Thursday, March 22, 2007

Glory Days


Sorority Girls and the Creature from Hell
starring Seinfeld's Uncle Louie behind the mask (in undoubtedly leaner times)


Coming out of film school, I worked on a series of low-budget Indie films ranging from a full-length suspense movie shot on Super-8 to USC masters projects to honest-to-goodness low-budget 35mm genre films.

None of the films, as final products, were particularly memorable. But one, for the experience alone, has a soft spot in my heart.

I came into what was then called Blood Hungry --later renamed Sorority Girls and the Creature from Hell by its distributor--during a vitally necessary reshoot. It seemed the low-budget monster flick was both too short and offered far too little exposed nipple for its running time.

So, our charter, on this second shoot, was to inject suspense, violence and nudity.

In a twist of cruel fate, it turned out the female star of the film was indisposed (ran for the hills? entered the witness protection program?) at the time of the reshoot. So, what was an industrious director to do?

Well, I don't know what an industrious director would have done, but the one I was working with hired a second woman, a woman who was more amenable to topless acting (see her front and center on the poster above), and then he proceeded with the shoot like nothing had happened.


As a jack-of-all-trades on the set, I was called to (among other things) operate the boom mic, lay dolly track, set up lights, and, later, edit sound.

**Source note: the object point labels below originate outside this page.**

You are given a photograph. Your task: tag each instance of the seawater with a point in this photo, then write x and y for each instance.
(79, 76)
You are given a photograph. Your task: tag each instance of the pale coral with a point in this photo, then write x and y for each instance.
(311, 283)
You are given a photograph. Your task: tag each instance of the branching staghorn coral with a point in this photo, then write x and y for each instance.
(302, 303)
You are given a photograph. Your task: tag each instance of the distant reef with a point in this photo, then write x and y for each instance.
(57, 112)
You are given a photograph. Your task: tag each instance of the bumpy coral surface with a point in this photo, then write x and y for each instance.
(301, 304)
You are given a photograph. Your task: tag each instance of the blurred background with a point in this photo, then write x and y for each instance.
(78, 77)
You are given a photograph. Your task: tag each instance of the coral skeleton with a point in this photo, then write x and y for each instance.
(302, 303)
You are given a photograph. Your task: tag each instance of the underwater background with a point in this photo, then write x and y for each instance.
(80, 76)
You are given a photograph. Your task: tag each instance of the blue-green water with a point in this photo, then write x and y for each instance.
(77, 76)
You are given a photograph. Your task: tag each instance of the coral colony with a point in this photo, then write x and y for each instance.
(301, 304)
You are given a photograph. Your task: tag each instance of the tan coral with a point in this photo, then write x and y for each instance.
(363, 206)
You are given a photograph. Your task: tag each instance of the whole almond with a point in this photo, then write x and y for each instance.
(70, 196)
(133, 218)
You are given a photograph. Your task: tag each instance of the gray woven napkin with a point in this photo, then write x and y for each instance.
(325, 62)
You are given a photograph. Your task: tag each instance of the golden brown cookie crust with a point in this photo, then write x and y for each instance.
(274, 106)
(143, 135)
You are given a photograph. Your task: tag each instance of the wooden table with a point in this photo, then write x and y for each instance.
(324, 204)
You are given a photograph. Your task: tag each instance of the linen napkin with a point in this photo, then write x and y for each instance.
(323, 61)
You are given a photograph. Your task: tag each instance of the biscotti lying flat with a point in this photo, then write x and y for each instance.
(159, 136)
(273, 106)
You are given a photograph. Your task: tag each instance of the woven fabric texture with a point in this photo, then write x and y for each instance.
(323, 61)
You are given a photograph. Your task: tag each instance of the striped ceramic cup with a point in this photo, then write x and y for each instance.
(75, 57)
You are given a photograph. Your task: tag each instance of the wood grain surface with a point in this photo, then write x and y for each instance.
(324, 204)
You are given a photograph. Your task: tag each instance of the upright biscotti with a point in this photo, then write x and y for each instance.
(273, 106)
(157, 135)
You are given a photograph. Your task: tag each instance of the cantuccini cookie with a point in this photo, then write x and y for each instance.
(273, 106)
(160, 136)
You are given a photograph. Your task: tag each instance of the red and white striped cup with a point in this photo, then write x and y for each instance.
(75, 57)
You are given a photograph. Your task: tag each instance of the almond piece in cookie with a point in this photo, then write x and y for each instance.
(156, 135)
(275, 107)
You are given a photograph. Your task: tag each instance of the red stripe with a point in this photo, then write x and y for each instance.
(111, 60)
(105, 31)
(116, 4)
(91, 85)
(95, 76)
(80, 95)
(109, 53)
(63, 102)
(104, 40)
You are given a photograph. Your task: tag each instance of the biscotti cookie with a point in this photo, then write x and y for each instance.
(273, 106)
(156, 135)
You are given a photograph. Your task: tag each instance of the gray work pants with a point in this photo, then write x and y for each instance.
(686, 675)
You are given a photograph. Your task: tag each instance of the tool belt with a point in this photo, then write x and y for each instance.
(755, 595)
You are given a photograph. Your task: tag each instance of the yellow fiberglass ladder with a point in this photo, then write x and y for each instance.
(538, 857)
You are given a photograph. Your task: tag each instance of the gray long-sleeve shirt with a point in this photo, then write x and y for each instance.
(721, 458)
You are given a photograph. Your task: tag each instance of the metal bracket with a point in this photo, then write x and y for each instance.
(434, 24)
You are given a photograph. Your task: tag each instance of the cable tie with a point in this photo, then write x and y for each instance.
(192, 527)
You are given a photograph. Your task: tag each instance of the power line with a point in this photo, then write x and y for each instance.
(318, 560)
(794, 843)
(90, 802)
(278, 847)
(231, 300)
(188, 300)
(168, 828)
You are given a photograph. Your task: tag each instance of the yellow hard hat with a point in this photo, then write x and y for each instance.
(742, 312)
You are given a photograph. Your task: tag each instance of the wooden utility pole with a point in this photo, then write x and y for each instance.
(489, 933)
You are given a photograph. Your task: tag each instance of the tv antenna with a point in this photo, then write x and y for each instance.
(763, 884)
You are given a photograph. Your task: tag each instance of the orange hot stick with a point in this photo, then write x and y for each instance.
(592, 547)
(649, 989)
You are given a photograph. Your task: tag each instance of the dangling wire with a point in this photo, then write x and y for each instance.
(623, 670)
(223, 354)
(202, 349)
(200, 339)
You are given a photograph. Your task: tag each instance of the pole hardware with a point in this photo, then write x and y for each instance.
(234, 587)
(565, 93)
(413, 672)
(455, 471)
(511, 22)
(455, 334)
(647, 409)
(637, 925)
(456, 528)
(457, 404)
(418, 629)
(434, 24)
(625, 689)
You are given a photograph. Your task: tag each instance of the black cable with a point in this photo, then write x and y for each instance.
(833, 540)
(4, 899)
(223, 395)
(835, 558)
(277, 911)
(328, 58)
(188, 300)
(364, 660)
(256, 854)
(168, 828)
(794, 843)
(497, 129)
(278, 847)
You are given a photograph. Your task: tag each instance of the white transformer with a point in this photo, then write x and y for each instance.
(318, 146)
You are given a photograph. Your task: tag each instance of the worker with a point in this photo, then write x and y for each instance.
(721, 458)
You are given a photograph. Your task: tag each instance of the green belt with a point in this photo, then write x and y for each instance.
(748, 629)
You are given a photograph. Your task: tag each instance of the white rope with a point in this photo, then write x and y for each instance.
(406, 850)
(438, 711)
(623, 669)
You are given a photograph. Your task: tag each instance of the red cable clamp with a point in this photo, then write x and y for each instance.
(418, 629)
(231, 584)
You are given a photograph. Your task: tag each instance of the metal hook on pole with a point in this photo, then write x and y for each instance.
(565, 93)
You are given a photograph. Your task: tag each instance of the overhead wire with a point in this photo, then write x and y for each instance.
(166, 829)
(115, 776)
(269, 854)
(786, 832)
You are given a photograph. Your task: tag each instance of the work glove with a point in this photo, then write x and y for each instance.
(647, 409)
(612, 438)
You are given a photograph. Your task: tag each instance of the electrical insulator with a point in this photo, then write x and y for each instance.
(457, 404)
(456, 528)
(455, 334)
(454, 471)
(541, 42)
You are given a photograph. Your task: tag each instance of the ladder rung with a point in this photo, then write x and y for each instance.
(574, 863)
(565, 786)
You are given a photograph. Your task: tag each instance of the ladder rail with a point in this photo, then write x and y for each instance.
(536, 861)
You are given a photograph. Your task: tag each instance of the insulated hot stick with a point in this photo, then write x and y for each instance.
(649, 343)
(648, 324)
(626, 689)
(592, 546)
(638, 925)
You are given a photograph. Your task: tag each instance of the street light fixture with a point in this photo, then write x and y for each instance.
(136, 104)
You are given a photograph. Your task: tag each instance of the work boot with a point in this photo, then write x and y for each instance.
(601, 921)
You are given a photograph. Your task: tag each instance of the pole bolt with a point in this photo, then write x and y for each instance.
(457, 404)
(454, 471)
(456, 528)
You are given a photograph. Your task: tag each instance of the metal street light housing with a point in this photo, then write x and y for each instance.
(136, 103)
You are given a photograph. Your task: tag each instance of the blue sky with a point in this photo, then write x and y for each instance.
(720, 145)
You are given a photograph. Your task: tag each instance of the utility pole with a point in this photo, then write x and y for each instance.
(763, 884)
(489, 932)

One day early in post-production, long after all the nudity had ended, the director handed me a Sharpie and approximately 22 million feet of 16mm mag stock (sound track for editing), asking that I write the footage count every foot with the pen.

Now, for the unitiated, film sound labs had machines to do this kind of work. And they did it for perhaps 5 cents a mile of stock (exagerating a tad in all directions here, but you get the idea).

When I told the director in no uncertain terms that I wasn't going to be writing numbers on mag stock for the next thirty years, he told me I'd never make it in the world of film post-production.

And in a sense, I guess he was right.



P.S. The film was famous for a day when it aired on USA's Up All Night, a nationally syndicated show in which commedienne Rhonda Shear lampooned the movies at the commercial breaks.

P.P.S. If you should foolishly get the idea that this film might be bad enough to be a sort of guilty pleasure, forget about it. Guilty, yes. Pleasure? No chance.